Primate urges new focus for Canadian church

Published November 1, 2007

Archbishop Fred Hiltz, primate of the Anglican Church of Canada, is urging Canadian Anglicans to find a balance between addressing issues that “consume us internally” such as human sexuality and those that call them to “serve the needs of the world.”

“We can’t allow one side of the scale to consume our energy,” Archbishop Hiltz told members of the Council of the North during its fall meeting, which he attended for the first time since his election as primate (national archbishop) last June. “What are we as a church doing about poverty, AIDS, justice, peace and ecology? Do we have a voice in Canadian society and the world?”

[pullquote]The primate suggested that Canadian Anglicans have been too focused on issues of sexuality, unity and governance. He said that during his recent travels since assuming the primacy, he sensed that “people are at a point in their lives where they are really committed to being a church that makes a difference in the world.” He added: “As someone wrote recently, they hope that the bishops, clergy and laity of the church would claim an authority that’s grounded and rooted in the compassion of Jesus. That’s where I’d like to see us go.”

In an interview, Archbishop Hiltz said he intends to steer the church in this direction, particularly during meetings of the house of bishops and the Council of General Synod, the church’s governing body between the triennial meetings of General Synod. “If I have some input, which I trust I will, let’s have an agenda that addresses the important internal issues within the church and let’s balance that with other important issues that we are called to address as Gospel people.”

Archbishop Hiltz also said that he intends not just to chair these meetings but also to “build a pastoral relationship” with people. He added that a “planning study” at the church’s national office in Toronto would help identify the church’s short-term and long-term goals.

The primate also pledged his support for the Council of the North, a grouping of financially-assisted dioceses, saying he would exercise “a ministry of presence, promotion and prayer.”

He told the council gathering, “In your report to General Synod, I couldn’t help but be moved by the challenges that you’re facing – harsh climates, sparse populations, diminishing resources, and high incidence of exhaustion among clergy.” He said it is evident that the church is committed to continuing the ministry of the church in the North, citing General Synod’s support for resolutions guaranteeing steady funding for the next five years and allowing it to conduct its own fundraising efforts.

Archbishop Hiltz said that he was in for a “steep learning curve” when it comes to the Council of the North. He would like to learn more about the council’s relationship with the Anglican Council of Indigenous Peoples (ACIP).

“What’s the interplay between the council and ACIP?” he wondered, noting that the territory that both groupings cover “is in the same piece of geography.” He said that he wanted some clarity about the role and functions of groups and “how they are complementary; how they work for the good of the church.” (Please see related story, p. 8.)

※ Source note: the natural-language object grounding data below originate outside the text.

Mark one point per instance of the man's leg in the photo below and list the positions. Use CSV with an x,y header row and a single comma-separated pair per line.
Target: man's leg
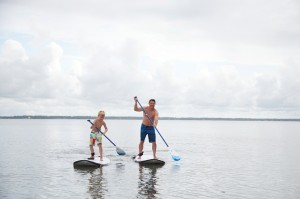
x,y
141,147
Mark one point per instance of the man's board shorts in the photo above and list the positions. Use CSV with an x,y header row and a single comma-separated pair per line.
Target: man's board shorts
x,y
148,130
95,136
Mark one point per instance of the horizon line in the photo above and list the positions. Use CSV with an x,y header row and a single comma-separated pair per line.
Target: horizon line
x,y
139,117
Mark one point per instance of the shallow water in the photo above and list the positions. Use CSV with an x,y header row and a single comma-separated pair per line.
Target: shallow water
x,y
220,159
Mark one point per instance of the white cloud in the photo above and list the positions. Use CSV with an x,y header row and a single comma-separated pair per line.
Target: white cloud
x,y
214,59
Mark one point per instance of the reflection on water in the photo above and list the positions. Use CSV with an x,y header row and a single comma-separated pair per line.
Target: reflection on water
x,y
97,183
148,182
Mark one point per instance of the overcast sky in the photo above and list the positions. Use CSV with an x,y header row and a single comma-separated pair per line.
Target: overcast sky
x,y
234,58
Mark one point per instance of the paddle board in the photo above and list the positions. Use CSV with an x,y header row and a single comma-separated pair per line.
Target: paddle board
x,y
92,163
148,160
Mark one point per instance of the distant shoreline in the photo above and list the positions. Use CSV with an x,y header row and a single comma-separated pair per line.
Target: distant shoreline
x,y
138,118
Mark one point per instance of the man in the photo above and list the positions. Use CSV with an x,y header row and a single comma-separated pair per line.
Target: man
x,y
147,127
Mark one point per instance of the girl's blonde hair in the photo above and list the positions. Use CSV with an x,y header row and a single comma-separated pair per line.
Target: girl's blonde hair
x,y
101,113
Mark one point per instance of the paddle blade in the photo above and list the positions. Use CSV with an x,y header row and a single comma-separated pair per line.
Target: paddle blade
x,y
175,155
120,151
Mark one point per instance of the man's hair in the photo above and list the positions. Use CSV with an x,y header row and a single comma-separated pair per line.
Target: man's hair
x,y
152,100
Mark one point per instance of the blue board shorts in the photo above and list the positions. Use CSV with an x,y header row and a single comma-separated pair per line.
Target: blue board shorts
x,y
148,130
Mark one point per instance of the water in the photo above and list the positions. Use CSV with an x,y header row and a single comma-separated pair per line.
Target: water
x,y
220,159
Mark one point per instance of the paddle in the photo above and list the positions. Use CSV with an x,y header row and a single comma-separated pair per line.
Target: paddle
x,y
119,151
173,153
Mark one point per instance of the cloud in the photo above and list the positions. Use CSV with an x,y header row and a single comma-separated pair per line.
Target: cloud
x,y
216,59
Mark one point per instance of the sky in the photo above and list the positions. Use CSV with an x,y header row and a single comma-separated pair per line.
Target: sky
x,y
228,59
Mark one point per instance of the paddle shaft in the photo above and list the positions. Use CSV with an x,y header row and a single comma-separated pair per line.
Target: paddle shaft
x,y
101,132
152,123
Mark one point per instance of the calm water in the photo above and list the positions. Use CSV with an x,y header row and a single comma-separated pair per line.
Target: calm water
x,y
220,159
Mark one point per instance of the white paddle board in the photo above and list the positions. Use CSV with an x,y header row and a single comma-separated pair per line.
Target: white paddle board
x,y
92,163
148,160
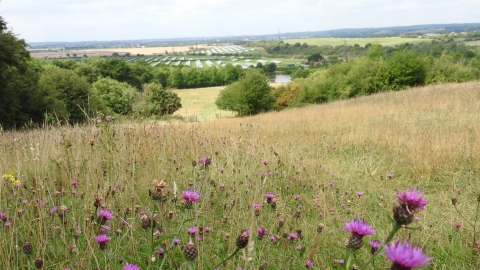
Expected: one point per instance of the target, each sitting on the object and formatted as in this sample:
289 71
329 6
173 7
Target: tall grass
313 159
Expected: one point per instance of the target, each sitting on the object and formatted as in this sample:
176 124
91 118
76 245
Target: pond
279 78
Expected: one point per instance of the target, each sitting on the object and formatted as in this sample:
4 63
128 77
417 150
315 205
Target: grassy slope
426 137
388 41
201 102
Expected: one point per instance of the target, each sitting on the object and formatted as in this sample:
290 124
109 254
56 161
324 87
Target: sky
103 20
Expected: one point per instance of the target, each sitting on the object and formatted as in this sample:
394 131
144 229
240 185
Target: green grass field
384 41
108 193
201 102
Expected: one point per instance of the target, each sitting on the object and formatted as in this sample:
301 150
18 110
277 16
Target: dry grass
426 137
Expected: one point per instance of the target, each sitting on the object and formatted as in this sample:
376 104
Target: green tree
270 67
161 101
20 99
314 58
67 93
375 51
117 96
250 95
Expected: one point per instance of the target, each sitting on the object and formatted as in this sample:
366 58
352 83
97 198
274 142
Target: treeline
140 72
435 47
378 71
33 92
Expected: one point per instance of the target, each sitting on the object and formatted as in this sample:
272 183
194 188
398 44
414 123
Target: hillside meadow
111 192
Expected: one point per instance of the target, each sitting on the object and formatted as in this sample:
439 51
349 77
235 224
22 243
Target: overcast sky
82 20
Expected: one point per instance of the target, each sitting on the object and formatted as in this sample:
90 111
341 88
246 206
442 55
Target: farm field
180 195
384 41
200 102
472 43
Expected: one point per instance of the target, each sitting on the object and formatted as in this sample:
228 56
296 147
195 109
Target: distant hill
344 33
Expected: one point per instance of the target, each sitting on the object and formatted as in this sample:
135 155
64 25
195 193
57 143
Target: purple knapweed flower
53 210
102 238
374 244
190 196
359 227
408 203
131 266
192 230
405 255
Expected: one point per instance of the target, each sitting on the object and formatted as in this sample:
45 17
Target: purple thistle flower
359 227
131 266
102 238
192 230
190 196
176 241
53 210
262 231
205 161
374 243
405 255
412 199
269 195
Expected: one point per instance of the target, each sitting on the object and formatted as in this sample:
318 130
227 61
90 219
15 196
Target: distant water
281 78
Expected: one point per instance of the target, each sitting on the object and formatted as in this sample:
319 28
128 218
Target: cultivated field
85 197
386 41
150 50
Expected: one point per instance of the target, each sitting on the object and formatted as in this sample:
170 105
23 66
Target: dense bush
159 101
116 96
68 95
250 95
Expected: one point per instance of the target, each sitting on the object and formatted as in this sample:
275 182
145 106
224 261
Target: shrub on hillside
117 96
402 70
444 69
250 95
286 94
68 95
160 101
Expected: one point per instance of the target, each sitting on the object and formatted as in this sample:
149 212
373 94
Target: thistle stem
228 258
395 229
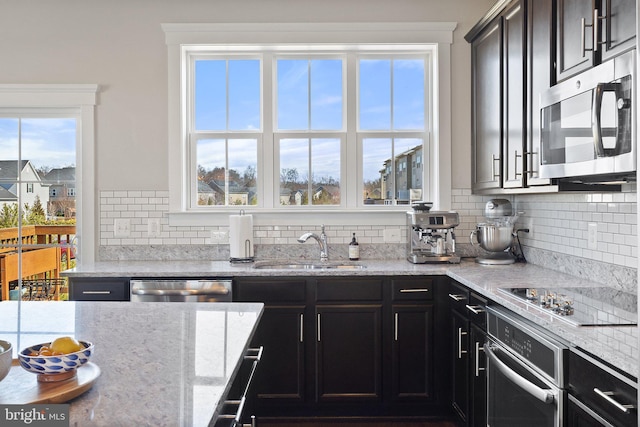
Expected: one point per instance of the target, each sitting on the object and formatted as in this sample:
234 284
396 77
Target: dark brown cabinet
348 340
592 31
515 60
511 55
486 101
540 77
468 359
599 394
280 382
99 289
349 353
350 346
412 347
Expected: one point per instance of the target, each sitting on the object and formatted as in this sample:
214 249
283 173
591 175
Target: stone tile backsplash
559 237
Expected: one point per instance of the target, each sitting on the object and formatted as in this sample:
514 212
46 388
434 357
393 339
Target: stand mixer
431 235
496 235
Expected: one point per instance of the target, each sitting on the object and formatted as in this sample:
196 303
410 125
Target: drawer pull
475 309
460 350
606 395
478 350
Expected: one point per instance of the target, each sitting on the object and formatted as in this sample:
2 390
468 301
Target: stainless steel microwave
588 124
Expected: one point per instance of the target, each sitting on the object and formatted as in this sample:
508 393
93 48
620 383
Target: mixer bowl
492 238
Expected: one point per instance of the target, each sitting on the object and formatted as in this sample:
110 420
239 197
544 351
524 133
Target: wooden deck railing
41 248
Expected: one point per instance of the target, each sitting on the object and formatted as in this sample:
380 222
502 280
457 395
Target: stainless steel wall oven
525 373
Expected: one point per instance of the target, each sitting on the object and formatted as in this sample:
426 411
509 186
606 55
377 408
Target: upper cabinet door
618 27
574 37
487 63
541 76
515 58
592 31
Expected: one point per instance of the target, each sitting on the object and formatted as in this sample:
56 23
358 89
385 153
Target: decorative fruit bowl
5 358
56 367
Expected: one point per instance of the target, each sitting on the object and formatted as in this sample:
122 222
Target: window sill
281 217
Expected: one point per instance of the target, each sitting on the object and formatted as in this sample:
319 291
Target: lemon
65 345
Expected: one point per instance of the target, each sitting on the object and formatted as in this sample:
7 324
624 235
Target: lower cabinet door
412 355
348 353
478 379
460 365
280 378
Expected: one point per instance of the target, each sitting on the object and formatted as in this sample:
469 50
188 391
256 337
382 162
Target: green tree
35 214
9 215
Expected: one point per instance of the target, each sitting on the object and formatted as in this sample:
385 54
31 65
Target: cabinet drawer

Archbishop Hiltz said that he has also been in discussions with the National Anglican Indigenous Bishop Mark MacDonald about his (MacDonald’s) “emerging role and function, how he relates to the council, ACIP and diocesan bishops” and “how he can be a resource in these challenging times.”

Archbishop Hiltz also intends to make visits to the Council of the North dioceses a priority during his term. The Council includes the dioceses of the Arctic, Athabasca, Brandon, Caledonia, Cariboo, the deanery of Labrador (in the diocese of Eastern Newfoundland and Labrador), Keewatin, Moosonee, Quebec, Saskatchewan, Yukon and the parishes of the Central Interior (formerly known as the diocese of Cariboo).

Archbishop Hiltz also announced that he will travel to England’s Lambeth Palace where he will meet with the Archbishop of Canterbury Rowan Williams on Oct. 16, his first time as primate of the Anglican Church of Canada.

“There’s a custom around new primates having that opportunity to meet with the Archbishop of Canterbury,” said Archbishop Hiltz. “It will be an opportunity for me to reflect with him on the events around General Synod.” Archbishop Hiltz will also visit the Anglican Communion office and meet with Canon Gregory Cameron, deputy secretary general of the Anglican Communion.